While generally a fine way to look at things, each case is different and may require different ordering and numbers.
But the important thing to me is the expectation that these steps be driven by other cachers, not by reviewers. I'm not sure whether that's what eagsc7 is thinking, but since the thread is about reviewers taking unilateral action, I want to be clear about who should be counting the DNFs and filing the needs maintenance and asking for archival when the time's right. It's not a crime for a reviewer to take action without being asked, but it's the community's job to police problems, not the reviewer's.

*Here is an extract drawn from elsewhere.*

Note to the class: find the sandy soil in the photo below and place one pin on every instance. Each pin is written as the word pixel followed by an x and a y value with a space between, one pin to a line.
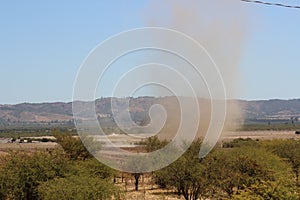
pixel 5 147
pixel 261 135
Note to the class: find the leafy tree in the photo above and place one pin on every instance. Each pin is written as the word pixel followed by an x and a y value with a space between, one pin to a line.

Very good point. I have a number of difficult caches. Although I keep an eye on the logs and reply as necessary, I also don't have a lot of geocaches. Some cachers have a large number of difficult caches. The reviewers should not be autodisabling based on a rigid system as outlined by eagsc7 for difficult caches. That sounds like trouble. Why should a maintenance log be entered just because of 2 previous dnfs, and disabled after 5. What if those two dnfs are from inexperienced cachers or the geocache was hard to find. Maybe a group goes by looking and can't be bothered spending much time on the cache because they are on a numbers run. You could get a whole chunk of dnfs all at once. Every case is different. Reviewers shouldn't be disabling caches after 5 dnfs as a blanket rule. That should largely be up to the cache owner to decide.